SpaceX successfully landed its Falcon 9 rocket once again on Sunday morning, for the sixth time in the last eight months.
The Falcon 9, a two-stage rocket, lifted off from Cape Canaveral Air Force Station in Florida at 1:26 a.m. ET Sunday, and returned for a landing on the deck of a robotic ship less than nine minutes later. While in the air, it boosted JCSAT-16, a commercial communications satellite for SKY Perfect JSAT Corporation, to a Geostationary Transfer Orbit.
The Falcon 9's successful launches mark significant progress toward the private spaceflight company's goal of developing fully reusable rockets.
As The Christian Science Monitor's Pete Spotts reported in December:
The ability to launch, land, refurbish, and relaunch rockets with the reliability of an airliner is widely seen as crucial if humanity is to become a truly spacefaring civilization. By shifting from expendable rockets to reusable rockets, launch costs are expected to drop significantly, reducing the price tag for putting payloads and people in space.
Not every launch of the Falcon 9 has had a happy ending: while the spacecraft successfully landed four times in July, it also failed to do so three times that same month. Representatives from the company acknowledged that there would be factors involved in Sunday's launch that could prevent the rocket from landing successfully.
"Given this mission’s GTO destination, the first-stage will be subject to extreme velocities and re-entry heating, making a successful landing challenging," the company wrote in a press release prior to the launch.

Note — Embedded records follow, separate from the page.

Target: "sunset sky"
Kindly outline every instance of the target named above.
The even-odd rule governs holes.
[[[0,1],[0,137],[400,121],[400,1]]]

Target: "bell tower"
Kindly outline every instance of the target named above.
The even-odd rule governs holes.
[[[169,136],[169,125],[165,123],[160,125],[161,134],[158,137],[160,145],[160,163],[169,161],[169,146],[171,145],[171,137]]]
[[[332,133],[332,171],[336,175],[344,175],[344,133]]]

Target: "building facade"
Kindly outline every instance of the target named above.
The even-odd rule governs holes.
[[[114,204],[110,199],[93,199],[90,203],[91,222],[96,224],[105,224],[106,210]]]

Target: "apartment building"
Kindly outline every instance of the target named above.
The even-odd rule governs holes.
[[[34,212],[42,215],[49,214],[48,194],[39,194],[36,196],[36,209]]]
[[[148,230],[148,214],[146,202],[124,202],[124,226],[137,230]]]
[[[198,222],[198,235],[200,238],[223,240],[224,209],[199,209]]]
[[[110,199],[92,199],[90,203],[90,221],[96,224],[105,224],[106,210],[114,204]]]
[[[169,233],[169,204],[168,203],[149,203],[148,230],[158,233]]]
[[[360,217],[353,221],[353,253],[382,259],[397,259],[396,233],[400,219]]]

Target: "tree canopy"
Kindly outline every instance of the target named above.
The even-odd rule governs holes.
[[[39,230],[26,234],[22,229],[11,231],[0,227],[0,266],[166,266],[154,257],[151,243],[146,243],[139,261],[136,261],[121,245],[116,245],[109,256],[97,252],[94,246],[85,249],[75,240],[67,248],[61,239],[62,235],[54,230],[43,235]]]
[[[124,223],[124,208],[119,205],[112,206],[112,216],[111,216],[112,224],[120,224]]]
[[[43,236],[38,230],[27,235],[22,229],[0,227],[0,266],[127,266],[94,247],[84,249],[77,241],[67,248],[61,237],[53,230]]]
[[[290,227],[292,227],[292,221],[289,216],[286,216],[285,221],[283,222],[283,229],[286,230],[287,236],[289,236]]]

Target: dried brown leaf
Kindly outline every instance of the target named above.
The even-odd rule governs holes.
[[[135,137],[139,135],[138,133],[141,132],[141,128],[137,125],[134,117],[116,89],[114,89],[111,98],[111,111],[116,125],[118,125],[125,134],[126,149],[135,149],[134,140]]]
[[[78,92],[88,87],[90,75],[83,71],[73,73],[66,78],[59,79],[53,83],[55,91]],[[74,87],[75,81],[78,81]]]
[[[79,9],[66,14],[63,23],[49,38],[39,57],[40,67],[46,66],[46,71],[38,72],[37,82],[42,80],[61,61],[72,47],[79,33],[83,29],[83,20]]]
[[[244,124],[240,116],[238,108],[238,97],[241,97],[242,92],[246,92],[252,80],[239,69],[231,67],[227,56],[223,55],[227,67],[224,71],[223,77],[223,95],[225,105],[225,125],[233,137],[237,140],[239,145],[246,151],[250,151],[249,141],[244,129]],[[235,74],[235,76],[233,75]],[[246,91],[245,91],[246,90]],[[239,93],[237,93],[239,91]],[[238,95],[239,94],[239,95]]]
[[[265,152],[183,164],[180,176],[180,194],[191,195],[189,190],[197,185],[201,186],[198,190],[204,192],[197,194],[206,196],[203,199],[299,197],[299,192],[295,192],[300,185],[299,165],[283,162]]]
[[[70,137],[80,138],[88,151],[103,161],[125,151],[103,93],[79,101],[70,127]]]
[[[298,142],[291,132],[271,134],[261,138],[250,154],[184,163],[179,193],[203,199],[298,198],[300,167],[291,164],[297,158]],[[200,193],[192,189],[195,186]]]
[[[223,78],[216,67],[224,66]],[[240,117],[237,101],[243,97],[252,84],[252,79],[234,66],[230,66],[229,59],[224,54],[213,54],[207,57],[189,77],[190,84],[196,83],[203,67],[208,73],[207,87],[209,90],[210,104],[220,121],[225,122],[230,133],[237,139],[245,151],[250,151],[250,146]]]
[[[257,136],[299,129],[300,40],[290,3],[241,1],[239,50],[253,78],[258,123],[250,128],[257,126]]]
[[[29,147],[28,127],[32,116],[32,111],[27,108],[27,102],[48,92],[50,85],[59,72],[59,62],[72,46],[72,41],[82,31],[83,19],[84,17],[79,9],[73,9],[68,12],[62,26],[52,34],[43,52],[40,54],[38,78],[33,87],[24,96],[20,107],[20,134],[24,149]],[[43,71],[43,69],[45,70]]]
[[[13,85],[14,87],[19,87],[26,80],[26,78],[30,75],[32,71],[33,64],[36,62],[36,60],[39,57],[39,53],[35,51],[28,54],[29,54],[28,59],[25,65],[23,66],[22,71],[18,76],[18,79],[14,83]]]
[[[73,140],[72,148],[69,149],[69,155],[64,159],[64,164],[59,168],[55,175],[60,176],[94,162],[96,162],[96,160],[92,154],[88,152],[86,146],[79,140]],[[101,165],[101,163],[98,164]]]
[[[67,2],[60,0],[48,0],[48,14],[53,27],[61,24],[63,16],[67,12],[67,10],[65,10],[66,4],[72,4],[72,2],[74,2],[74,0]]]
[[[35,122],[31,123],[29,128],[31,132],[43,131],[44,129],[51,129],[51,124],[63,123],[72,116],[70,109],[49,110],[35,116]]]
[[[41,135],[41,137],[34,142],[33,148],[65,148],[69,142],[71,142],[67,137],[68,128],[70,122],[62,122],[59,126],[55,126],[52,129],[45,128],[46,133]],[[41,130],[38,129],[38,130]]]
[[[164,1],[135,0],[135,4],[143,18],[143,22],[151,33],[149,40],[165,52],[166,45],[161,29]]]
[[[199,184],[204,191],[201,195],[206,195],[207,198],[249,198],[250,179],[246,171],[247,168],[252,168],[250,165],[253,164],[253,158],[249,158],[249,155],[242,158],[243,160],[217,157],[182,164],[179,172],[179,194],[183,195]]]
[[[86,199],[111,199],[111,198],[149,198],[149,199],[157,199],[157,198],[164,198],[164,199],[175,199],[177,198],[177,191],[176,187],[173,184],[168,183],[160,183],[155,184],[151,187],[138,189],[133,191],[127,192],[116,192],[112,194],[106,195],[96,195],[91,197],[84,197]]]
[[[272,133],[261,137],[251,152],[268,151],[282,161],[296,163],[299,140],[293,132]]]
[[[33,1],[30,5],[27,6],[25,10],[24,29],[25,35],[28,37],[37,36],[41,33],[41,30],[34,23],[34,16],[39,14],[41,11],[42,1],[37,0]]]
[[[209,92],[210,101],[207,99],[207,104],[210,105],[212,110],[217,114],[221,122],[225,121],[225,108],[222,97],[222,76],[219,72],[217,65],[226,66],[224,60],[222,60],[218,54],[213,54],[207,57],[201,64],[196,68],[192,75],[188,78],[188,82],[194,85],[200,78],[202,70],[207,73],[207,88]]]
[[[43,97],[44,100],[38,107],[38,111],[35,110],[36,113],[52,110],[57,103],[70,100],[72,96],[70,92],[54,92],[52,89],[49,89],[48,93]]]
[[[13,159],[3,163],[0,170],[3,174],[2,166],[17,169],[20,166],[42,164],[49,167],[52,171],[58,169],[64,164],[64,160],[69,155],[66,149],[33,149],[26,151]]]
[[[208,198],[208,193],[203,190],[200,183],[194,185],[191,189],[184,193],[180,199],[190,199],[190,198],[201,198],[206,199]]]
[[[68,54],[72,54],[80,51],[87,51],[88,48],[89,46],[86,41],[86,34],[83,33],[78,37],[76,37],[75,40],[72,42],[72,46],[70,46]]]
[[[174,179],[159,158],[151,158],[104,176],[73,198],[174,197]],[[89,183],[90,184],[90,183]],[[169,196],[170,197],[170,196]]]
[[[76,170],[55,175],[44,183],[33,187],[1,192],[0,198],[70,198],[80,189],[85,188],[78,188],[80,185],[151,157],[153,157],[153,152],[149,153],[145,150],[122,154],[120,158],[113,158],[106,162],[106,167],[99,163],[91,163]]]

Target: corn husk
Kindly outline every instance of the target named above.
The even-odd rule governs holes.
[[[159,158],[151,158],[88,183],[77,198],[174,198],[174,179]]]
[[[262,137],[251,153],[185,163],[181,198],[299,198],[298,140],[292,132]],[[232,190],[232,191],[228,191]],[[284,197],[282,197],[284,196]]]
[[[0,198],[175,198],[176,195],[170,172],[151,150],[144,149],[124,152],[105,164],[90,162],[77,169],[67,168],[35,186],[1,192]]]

Sunday's mission was the fourth to land on the robotic ship, named Of Course I Still Love You. Due to the distant destination of the rocket – Geostationary Transfer Orbit – it was unable to make it back to the launch site at Cape Canaveral, so the ship was its only landing option.
SpaceX could begin re-flying the first stages of the landed Falcon 9s as early as this fall, the company's founder, Elon Musk, has said.